L’Autre racial est consubstantiel non seulement à l’identité de la nation américaine, mais aussi à sa littérature canonique. Pour Morrison, la présence noire est essentielle à la compréhension de la littérature américaine (blanche) car, tout simplement, celle-ci a pour thème majeur la construction d’un nouvel homme blanc. Cette littérature aurait donc pour obsession la question de la noirceur, une obsession souvent refoulée ou reléguée à l’arrière-plan. En analysant certains classiques du roman américain tels que Huckleberry Finn et Moby Dick, Morrison tente de démontrer que la noirceur maîtrisée ou supprimée s’est objectivée dans la littérature américaine sous la forme d’un personnage noir ayant pour fonction d’incarner ou d’exorciser les hantises du nouvel homme blanc ; selon cette perspective, le rôle joué par ce personnage noir a contribué largement à fournir à cette littérature ses caractéristiques distinctives.
Au sein d’une telle littérature, et dans une société pareille, l’individu noir a pour fonction, entre autres, de servir à la construction et à la consolidation de l’identité blanche.
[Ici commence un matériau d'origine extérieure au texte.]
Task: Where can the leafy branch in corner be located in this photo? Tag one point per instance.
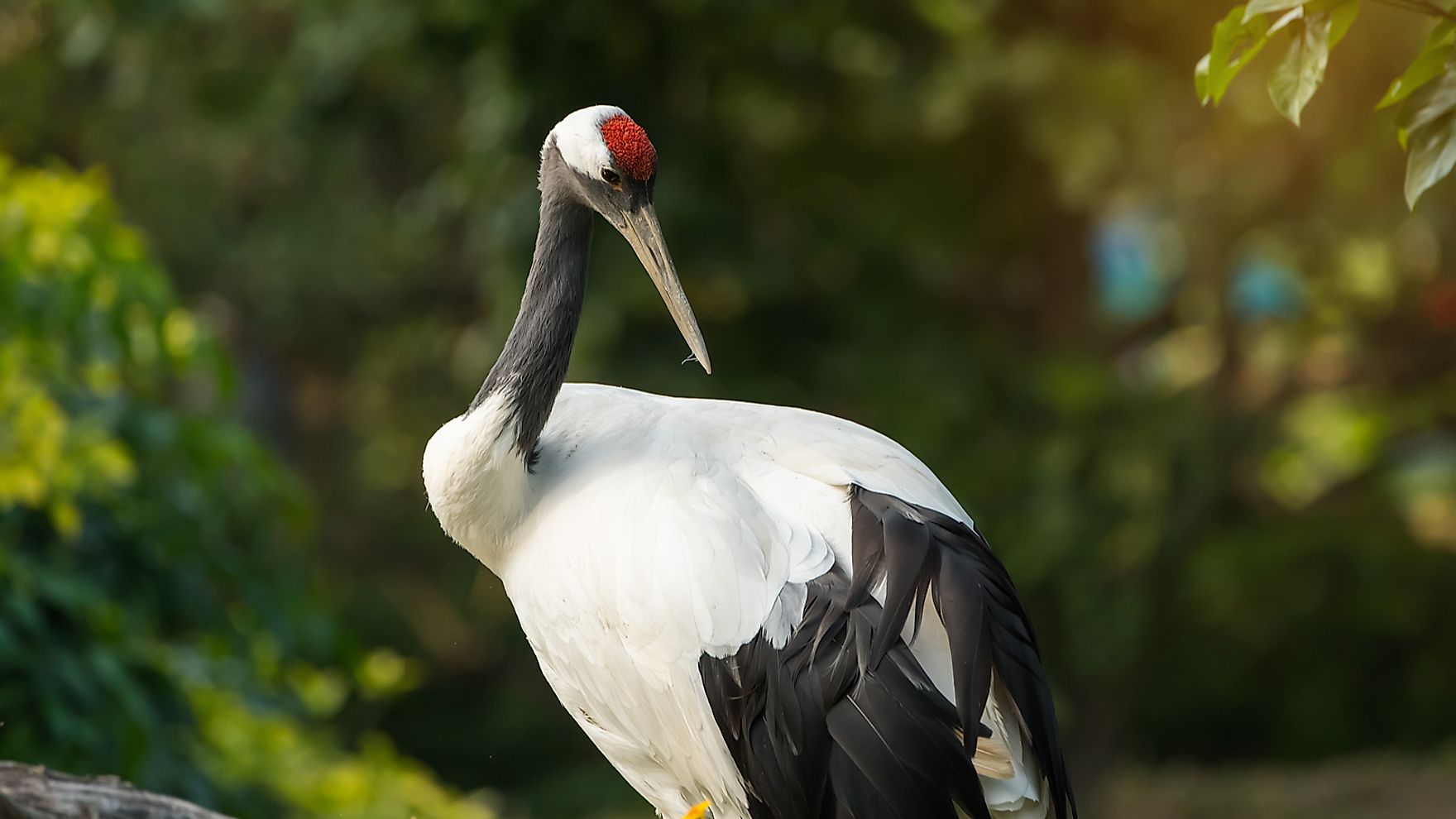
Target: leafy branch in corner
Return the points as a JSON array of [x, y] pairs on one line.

Il est exploité, littéralement et métaphoriquement, et l’on parle à sa place, tandis que la parole ne lui est presque jamais accordée. Comment peut-il alors, au sein de ce système politique et culturel, retrouver une voix qui lui est authentique ? Selon Morrison, cela a déjà été accompli : les Afro-Américains ont créé leur propre culture, dont le jazz (en tant que musique, mais aussi en tant que phénomène culturel dépassant la sphère de la musique) n’est qu’un élément parmi beaucoup d’autres. Pour pouvoir parler authentiquement de son peuple, Toni Morrison a décidé d’écrire non pas contre le regard des Blancs, mais en dehors de lui. Autrement dit, elle s’est assigné une tâche d’une radicalité inouïe, tout en sachant que sa pleine réalisation est probablement impossible : écrire des romans en se situant totalement en dehors de l’histoire littéraire occidentale qui, d’après elle, est dominée par le regard omniscient et la voix omniprésente du maître blanc.
Mais en gelant toute dette littéraire envers l’Occident, que lui restait-il, en tant que matière première, pour construire son univers romanesque ? Trois éléments ou sources d’inspiration : sa propre mémoire, les récits d’esclaves et la culture noire, c’est-à-dire l’art, la musique, les mythes, le folklore et la tradition orale créés par les Afro-Américains pour exprimer leur vécu. « Dès le début, écrit-elle, j’ai revendiqué un territoire en insistant pour être définie comme femme de lettres noire exclusivement intéressée par les facettes de la culture africaine-américaine. J’ai fait ces déclarations catégoriques pour imposer à tous les lecteurs cette visibilité dans la culture africaine-américaine et la nécessité de cette culture à mon travail (…) Cela me semblait un moyen d’enrichir le dialogue entre les cultures. »
La Source de l’amour-propre de Toni Morrison, traduit de l’anglais par Christine Laferrière, Christian Bourgois, 2019, 432 p.